Despite the fact that pharmacological treatment is essential when hypothyroidism is diagnosed, there are several non-pharmacological recommendations that can contribute to the improvement of the diagnosed condition. The key recommendation is sustaining a healthy diet that includes a balanced selection of nutritious foods; importantly, patients with hypothyroidism should consider having seafood on a regular basis to ensure a healthy intake of omega-3 fatty acids and iodine. Supplements that have been recommended by a doctor can also improve the chances of getting hypothyroidism under control.
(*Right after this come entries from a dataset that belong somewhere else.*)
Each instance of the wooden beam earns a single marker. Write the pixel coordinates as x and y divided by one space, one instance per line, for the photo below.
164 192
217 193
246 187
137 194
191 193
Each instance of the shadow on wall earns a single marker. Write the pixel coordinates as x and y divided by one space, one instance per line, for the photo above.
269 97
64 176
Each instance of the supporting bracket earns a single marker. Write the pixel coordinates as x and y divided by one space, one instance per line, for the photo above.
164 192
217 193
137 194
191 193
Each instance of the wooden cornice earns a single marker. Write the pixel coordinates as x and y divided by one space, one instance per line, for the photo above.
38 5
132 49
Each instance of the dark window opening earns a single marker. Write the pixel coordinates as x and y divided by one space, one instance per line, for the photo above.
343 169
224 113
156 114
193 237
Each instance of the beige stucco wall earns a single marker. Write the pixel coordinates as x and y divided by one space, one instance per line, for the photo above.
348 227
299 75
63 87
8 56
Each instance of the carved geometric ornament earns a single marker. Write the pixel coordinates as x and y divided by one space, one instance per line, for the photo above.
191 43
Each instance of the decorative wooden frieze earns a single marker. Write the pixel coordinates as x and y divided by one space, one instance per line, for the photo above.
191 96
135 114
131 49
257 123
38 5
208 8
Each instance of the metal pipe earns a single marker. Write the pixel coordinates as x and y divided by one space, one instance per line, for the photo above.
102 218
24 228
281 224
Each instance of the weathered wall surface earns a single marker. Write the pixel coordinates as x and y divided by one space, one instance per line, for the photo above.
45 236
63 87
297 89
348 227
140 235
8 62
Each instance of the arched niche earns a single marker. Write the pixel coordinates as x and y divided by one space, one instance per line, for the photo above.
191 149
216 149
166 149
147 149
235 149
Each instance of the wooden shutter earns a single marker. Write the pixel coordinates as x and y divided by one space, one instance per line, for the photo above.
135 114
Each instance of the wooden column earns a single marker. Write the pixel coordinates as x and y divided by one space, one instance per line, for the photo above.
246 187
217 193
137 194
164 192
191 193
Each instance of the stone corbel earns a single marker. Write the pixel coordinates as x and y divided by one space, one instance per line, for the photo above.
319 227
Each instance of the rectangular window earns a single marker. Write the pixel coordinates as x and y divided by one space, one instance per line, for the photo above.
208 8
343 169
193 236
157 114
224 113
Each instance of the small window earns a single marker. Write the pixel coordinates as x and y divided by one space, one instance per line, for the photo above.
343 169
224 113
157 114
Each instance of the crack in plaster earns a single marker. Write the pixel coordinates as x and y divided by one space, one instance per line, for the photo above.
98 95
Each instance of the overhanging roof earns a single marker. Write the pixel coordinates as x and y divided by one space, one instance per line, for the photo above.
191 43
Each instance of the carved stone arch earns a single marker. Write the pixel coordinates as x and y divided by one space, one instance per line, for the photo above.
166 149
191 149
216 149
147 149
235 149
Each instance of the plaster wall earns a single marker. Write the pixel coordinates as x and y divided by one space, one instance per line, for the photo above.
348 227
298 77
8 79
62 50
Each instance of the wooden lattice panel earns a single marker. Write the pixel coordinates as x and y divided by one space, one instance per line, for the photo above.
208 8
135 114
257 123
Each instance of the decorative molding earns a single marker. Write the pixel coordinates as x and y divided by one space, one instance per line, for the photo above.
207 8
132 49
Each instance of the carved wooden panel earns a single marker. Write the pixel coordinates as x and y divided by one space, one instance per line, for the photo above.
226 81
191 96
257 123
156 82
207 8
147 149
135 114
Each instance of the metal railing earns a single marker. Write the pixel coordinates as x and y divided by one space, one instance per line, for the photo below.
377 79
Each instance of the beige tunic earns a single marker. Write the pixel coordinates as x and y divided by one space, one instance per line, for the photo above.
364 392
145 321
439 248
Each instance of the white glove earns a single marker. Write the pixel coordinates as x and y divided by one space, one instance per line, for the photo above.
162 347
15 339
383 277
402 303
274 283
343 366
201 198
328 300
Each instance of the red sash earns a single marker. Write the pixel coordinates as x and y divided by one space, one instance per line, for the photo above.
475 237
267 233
For instance, taking spirulina and selenium can be beneficial for their antioxidant properties. It is essential to note that taking too many supplements can be harmful to the thyroid, which means that patients should seek the advice of their doctors before taking any additional medicine. Lastly, relaxation and mild physical activities such as yoga are recommended to patients with hypothyroidism to improve the flow of blood in the body. Acupuncture is another complementary treatment that can help the body respond to the administered medication while also improving the state of the immune system, which is essential in the case of hypothyroidism.
References
Mayo Clinic Staff. (2017). Hypothyroidism (underactive thyroid). Web.
Orlander, P. (2017). Hypothyroidism. Web.